É algo que deve ser analisado?
É um problema que os clubes, as SAD e quem detém os equipamentos têm de começar a detetar. Têm de perceber que, regra geral, estes recintos desportivos são estruturas que estão subaproveitadas. Em simultâneo, são estruturas que estão bem servidas de acessibilidades e de serviços de transportes públicos. É mais um motivo para serem mais aproveitadas.
Como se pode resolver o subaproveitamento?

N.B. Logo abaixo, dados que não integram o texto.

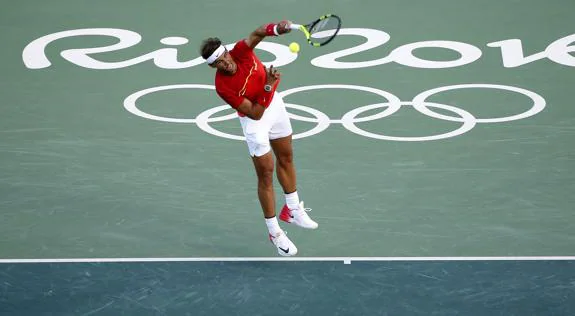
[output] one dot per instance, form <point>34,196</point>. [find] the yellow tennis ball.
<point>294,47</point>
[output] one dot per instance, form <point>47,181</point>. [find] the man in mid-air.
<point>244,83</point>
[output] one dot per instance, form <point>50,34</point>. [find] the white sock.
<point>292,200</point>
<point>273,225</point>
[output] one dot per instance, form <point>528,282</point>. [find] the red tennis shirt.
<point>248,81</point>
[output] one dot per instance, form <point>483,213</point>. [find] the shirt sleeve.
<point>242,50</point>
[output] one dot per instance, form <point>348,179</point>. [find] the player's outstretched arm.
<point>270,29</point>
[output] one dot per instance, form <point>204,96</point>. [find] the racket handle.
<point>295,26</point>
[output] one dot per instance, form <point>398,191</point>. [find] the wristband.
<point>272,29</point>
<point>264,99</point>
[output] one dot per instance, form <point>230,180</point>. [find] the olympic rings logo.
<point>351,119</point>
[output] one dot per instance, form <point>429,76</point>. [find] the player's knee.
<point>266,176</point>
<point>285,159</point>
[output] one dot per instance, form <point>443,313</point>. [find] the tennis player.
<point>244,83</point>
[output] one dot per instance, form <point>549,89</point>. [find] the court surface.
<point>434,143</point>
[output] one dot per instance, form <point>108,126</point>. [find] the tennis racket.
<point>321,31</point>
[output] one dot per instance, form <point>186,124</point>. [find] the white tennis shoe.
<point>283,244</point>
<point>298,217</point>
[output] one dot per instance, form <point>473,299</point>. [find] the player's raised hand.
<point>284,27</point>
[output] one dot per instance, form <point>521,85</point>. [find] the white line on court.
<point>346,260</point>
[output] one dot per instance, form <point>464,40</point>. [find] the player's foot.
<point>284,246</point>
<point>298,217</point>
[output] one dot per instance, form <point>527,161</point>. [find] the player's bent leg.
<point>293,211</point>
<point>264,166</point>
<point>262,158</point>
<point>285,168</point>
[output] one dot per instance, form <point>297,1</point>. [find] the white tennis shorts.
<point>274,124</point>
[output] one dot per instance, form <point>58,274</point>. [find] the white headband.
<point>216,54</point>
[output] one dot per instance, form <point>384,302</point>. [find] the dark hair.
<point>209,45</point>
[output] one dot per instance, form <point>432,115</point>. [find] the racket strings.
<point>324,30</point>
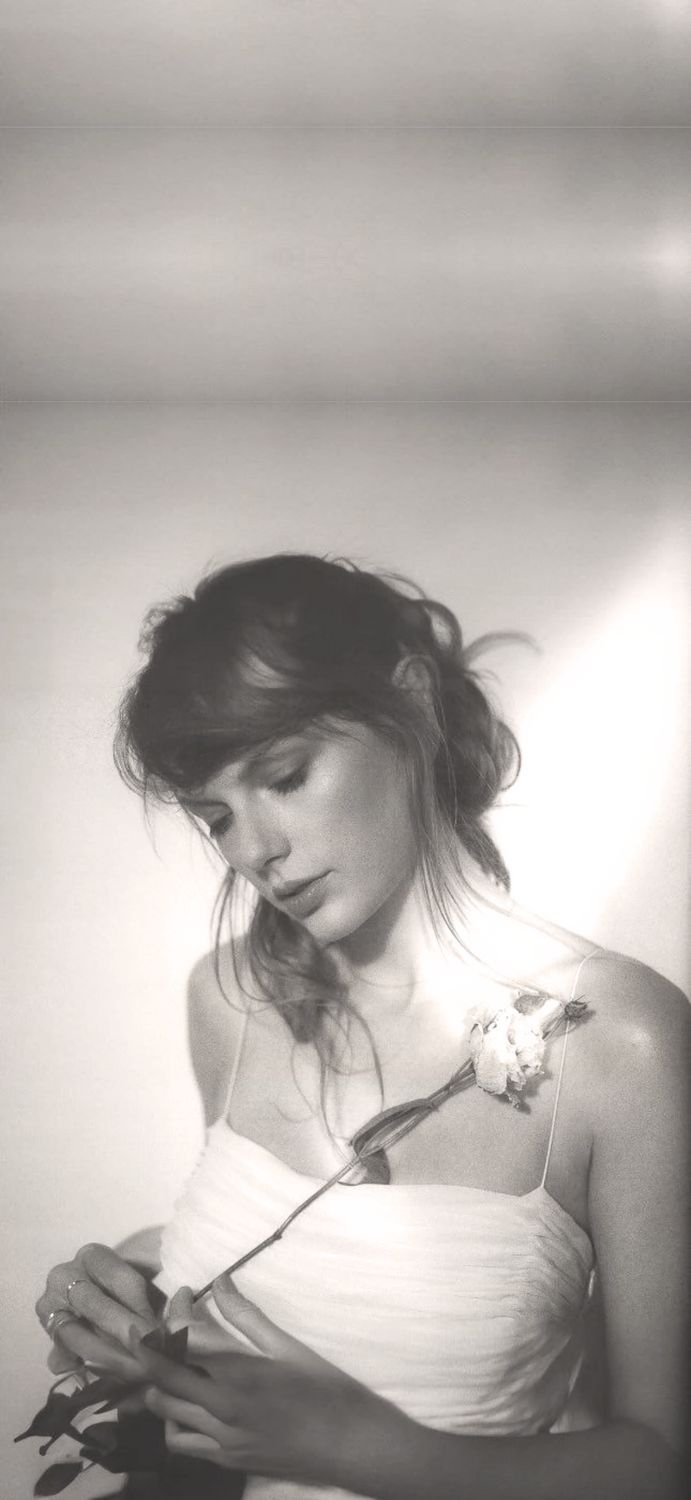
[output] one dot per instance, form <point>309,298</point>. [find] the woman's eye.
<point>290,783</point>
<point>219,827</point>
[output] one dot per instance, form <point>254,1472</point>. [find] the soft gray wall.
<point>354,62</point>
<point>405,279</point>
<point>346,263</point>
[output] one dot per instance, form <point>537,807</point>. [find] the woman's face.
<point>323,807</point>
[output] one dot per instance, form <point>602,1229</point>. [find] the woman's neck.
<point>397,957</point>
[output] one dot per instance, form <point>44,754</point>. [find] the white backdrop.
<point>406,281</point>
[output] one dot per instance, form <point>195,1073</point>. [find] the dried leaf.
<point>104,1436</point>
<point>57,1478</point>
<point>176,1344</point>
<point>51,1419</point>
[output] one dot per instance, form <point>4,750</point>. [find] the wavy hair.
<point>261,650</point>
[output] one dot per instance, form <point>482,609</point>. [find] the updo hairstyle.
<point>267,647</point>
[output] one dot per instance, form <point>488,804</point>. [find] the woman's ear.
<point>414,674</point>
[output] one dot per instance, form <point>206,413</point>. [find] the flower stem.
<point>282,1227</point>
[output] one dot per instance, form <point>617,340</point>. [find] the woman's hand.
<point>96,1298</point>
<point>290,1413</point>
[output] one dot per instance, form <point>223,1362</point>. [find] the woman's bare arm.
<point>639,1215</point>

Tudo aponta que os recintos desportivos se transformem em estruturas mais flexíveis, diversificando o seu uso e permitindo outras formas de ocupação quando o edifício não está a ser utilizado para a prática desportiva. Estamos a falar de eventos culturais, serviços e comércio. Deve haver coordenação dos clubes com outras entidades que permitam dividir o investimento da construção do recinto, permitindo a utilização partilhada no futuro. Não é só o aspeto tecnológico e da arquitetura, mas a necessidade de se perceber que tem de haver coordenação entre os decisores e agentes culturais para partilha de custos e que as megaestruturas possam ser mais rentabilizadas.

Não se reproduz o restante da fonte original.